Morgan Stanley is the latest victim of a supply chain hack. Given the high levels of security and encryption that banks and credit unions install into their systems, you might be wondering how MS was hacked.
As with any breakdown, the vulnerability resides with the weakest link. Yes - banks and credit unions are highly secure, but they also use a lot of third-party software. Financial institutions can't be aware of every vulnerability that may be lurking within these third-party applications. While third parties do take precautions to ensure against vulnerabilities, creating software is a complex business, and no software can be made 100% foolproof.
The MS hack was due to a vulnerability in Accellion's legacy File Transfer Appliance (FTA), a supply chain application. FTA is an enterprise file transfer application. FTA is used in conjunction with another third-party application called Guidehouse. Guidehouse provides stock plan management services to Morgan Stanley's employees.

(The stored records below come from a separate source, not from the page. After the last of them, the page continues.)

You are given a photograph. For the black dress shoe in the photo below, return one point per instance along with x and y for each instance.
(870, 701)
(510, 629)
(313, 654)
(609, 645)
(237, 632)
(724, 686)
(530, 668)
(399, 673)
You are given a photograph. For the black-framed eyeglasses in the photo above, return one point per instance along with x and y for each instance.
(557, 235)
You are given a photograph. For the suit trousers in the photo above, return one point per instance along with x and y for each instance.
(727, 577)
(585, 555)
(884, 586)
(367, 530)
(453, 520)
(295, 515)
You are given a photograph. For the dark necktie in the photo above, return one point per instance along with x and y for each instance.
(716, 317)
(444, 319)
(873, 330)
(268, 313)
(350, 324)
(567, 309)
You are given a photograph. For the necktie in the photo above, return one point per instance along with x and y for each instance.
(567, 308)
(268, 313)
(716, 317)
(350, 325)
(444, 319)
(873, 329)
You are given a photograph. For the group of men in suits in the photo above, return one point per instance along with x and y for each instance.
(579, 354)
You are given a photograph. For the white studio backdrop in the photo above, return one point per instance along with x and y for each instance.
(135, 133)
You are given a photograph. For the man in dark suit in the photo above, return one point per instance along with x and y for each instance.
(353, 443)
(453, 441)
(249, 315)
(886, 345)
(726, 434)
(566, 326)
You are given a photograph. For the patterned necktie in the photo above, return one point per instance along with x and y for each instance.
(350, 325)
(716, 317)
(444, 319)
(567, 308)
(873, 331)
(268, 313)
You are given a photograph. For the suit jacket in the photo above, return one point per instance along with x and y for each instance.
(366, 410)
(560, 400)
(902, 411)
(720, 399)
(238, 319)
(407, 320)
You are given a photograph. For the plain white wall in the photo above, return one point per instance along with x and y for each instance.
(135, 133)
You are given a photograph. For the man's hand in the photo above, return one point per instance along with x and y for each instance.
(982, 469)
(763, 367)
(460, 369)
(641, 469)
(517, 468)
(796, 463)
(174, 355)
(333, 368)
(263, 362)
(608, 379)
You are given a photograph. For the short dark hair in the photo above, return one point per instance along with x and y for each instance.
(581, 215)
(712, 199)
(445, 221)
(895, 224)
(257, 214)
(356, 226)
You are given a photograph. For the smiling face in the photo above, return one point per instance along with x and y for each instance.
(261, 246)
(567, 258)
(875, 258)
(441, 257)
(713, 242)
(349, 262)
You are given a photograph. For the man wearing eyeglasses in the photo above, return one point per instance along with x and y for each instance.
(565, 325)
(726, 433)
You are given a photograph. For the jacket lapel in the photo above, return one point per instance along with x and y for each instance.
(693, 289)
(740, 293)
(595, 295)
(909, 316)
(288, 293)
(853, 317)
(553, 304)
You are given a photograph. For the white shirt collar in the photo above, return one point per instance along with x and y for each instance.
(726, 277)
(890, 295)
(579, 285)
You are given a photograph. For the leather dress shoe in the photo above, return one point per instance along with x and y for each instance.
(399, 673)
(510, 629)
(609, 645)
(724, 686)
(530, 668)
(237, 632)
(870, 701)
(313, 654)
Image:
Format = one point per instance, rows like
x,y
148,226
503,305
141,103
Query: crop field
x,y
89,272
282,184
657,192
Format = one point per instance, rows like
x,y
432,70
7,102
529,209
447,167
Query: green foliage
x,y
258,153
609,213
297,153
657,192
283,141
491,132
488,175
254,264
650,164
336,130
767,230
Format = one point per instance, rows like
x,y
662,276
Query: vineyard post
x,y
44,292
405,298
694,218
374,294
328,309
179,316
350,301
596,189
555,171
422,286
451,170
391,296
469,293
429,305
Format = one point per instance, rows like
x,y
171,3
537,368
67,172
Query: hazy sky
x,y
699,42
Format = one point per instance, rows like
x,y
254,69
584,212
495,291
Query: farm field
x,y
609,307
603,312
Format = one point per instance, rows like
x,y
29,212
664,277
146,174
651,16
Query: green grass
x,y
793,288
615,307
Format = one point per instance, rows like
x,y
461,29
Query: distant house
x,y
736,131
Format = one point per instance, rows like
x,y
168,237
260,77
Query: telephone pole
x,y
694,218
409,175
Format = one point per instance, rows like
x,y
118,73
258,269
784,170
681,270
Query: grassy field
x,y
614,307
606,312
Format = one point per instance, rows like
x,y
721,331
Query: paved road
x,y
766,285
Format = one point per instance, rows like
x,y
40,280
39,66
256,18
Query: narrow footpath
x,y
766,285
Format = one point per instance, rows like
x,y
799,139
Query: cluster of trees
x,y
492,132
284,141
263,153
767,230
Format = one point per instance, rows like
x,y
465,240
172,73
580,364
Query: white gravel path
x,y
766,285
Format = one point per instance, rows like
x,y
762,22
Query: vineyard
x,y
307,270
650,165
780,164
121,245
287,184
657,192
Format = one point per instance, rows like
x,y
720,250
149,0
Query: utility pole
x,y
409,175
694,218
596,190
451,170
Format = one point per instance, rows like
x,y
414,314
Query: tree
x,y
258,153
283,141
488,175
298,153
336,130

The compromise started with an attack on Guidehouse. From there, the attacker was able to exploit the vulnerability in FTA with a zero-day attack. The Guidehouse breach occurred in January, but the vendor did not immediately detect it. MS was not notified about the breach until May.
A zero-day attack isn't a specific hacking technique. It just means that a hacker found a vulnerability before the vendor.
The end result is that the attacker gained access to the encrypted data of 108 New Hampshire residents. While this data was encrypted, the attacker obtained the encryption keys and decrypted all of the data. This exposed the victim's names, addresses, dates of birth, Social Security numbers, and corporate company names.
On the plus side, none of the data was published. However, the attacker still has it. MS did not mention if customer data from other states were also compromised.